The Oct. 6 provincial election is coming up fast. In the weeks ahead, you’ll hear more voices calling on government to pay less in pension premiums. Business groups will say your pension is “platinum plated.” Sun TV “experts” will say it’s time to get rid of defined-benefit pensions, where you know what your income will be when you retire.
And don’t be surprised when Ontario PC leader Tim Hudak says he’ll “review” all public pension plans if he becomes Premier.
Everyone has the right to retire with dignity. This is true for private sector workers, and it’s true for public sector workers. But the richest companies in Canada have a different view. To boost profits, they want to keep wages low, and pension premiums are a form of wages.
In the private sector, corporations have been squeezing workers’ pensions for three decades. In 1985, 40 per cent of private sector workers were in a pension plan. That was the peak. Now it’s down to 35 per cent.
In the public sector, the percentage of workers in pension plans is twice as high. That’s a bright spot on the pension map, but corporations don’t see it that way. Decent pensions draw many people into public sector jobs. So to attract good people, business can’t slash the pensions of its own workers as quickly as it would like. And that cuts into profits.
This might be a concern if companies were broke. But they’re not. According to Statistics Canada, Canadian corporations are sitting on $471 billion in cash right now. That’s money they’re not investing to create jobs. It’s money they’re not paying out in wages. And it’s money they’re not spending on employee pensions.
Instead of supporting their own workers, corporations are attacking us instead.

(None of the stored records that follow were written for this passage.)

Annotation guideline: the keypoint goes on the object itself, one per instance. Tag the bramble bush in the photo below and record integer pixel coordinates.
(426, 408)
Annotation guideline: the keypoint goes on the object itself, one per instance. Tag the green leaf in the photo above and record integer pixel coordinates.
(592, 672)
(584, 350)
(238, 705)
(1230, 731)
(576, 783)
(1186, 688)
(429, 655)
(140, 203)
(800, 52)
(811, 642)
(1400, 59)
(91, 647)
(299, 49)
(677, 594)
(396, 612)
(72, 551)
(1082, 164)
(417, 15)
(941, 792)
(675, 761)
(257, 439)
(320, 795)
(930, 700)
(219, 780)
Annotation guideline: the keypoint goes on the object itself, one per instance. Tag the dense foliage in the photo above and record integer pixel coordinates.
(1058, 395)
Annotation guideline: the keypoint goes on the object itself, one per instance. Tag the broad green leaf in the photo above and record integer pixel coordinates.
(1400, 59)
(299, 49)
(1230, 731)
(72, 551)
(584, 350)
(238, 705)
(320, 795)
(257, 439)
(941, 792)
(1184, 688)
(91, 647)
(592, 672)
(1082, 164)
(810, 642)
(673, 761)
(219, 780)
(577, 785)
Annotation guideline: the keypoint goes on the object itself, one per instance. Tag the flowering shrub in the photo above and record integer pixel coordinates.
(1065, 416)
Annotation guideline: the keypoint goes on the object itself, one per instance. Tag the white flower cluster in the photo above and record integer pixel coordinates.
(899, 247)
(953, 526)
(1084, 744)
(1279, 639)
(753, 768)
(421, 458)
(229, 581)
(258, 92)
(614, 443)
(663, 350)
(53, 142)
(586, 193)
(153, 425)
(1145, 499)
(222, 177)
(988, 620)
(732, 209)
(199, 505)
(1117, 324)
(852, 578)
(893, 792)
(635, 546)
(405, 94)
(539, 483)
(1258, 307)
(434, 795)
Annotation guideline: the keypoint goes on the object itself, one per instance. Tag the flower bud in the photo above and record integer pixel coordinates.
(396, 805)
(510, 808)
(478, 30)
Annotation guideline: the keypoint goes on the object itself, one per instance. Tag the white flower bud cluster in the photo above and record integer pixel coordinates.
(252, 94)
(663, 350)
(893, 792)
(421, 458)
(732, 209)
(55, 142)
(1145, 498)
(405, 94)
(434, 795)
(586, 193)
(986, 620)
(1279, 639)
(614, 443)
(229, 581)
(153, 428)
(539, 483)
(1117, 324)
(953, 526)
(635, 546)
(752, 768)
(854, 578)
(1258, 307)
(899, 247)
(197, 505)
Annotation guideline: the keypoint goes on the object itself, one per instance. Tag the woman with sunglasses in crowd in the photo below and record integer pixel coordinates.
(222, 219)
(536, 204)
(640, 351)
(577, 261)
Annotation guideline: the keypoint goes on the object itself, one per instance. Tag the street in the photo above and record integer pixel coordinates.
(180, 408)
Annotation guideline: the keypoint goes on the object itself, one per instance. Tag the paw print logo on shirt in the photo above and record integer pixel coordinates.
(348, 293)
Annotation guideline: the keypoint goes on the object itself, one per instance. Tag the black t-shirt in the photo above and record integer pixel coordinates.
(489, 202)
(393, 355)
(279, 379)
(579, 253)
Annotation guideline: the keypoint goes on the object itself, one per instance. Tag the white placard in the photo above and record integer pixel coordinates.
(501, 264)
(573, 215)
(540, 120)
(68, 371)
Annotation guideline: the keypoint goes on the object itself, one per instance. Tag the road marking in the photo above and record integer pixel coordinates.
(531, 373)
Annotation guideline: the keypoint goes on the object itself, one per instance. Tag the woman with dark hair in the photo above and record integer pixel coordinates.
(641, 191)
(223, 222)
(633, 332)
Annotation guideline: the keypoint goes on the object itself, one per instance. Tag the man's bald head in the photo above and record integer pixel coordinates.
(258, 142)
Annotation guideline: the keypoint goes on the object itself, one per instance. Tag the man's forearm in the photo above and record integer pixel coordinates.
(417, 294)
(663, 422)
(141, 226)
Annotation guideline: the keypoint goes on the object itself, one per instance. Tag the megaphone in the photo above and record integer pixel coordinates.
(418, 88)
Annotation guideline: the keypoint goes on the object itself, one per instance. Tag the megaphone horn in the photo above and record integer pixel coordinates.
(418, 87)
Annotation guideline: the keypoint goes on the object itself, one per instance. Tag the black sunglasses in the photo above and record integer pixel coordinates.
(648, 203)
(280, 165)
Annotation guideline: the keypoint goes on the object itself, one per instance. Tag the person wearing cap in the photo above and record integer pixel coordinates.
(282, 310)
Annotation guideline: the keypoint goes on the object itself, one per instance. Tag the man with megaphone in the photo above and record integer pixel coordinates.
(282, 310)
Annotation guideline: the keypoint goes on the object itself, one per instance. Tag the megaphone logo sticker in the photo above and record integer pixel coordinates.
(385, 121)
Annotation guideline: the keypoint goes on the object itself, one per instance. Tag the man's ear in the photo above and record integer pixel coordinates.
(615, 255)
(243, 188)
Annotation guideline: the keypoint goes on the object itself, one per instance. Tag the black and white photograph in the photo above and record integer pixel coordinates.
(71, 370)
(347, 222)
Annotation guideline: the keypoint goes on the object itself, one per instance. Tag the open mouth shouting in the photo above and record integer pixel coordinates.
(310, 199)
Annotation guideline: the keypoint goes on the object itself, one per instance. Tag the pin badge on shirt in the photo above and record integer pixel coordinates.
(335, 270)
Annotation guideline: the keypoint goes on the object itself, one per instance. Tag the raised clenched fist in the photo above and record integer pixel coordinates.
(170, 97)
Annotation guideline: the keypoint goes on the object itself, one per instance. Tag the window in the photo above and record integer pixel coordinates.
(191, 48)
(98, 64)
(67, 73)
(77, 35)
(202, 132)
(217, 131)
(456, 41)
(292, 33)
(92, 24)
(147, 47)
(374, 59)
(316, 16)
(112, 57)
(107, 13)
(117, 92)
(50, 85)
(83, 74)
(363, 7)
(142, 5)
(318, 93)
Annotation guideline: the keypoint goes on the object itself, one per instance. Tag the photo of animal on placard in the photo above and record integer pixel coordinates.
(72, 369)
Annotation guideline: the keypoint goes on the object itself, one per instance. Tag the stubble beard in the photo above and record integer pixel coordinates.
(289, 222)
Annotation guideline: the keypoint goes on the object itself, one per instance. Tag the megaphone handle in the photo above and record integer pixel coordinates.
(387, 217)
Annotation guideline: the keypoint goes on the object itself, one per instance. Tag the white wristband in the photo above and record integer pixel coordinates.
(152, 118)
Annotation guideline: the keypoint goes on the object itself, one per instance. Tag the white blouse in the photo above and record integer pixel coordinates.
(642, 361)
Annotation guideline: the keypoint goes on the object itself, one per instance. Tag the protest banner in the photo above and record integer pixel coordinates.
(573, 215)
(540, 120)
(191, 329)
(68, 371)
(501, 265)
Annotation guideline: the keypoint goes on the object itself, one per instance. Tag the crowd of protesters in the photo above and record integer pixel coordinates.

As they step up their attacks in the weeks ahead, you may hear your friends and neighbours repeat what they’ve heard in the news. When that happens, you need to respond. Here are three things to know when talking about your pension:
- Corporations and the politicians and pundits who serve them are attacking pension costs in the public sector to keep their own pension costs down and their own profits up.
- Public sector pension plans are not “platinum plated.” The average pension for a retired worker in the Healthcare of Ontario Pension Plan (HOOPP) is about $15,900 a year. An OPSEU member who retires from a job in the Ontario Public Service (OPS) earns under $17,000 a year – about $325 a week. Retired workers in our community colleges earn $22,500 a year, with college support staff earning just $13,730. Retirees in the Ontario Municipal Employees Retirement System, better known as OMERS, average $14,200 a year. And more than a quarter of a million Ontario public sector workers have no pension at all.
- Good pensions are not a problem to be fixed. Cutting public sector pensions will do nothing but create more low-income retirees. The real problem in Ontario today is the lack of good pensions for millions of workers. That’s why we need to expand the Canada Pension Plan. And that’s why we need private sector employers to see funding decent pensions as part of what they pay to get the healthy profits they make.
In 2002, OPSEU members in the OPS walked the picket line for 54 days in a strike in which protecting their pension plan was a central issue. We faced down a Tory government then, and if we have to do it again, we will. But no matter where you work, defending your right to retire can’t start after the election – it has to start now. When it comes up in conversation, be ready.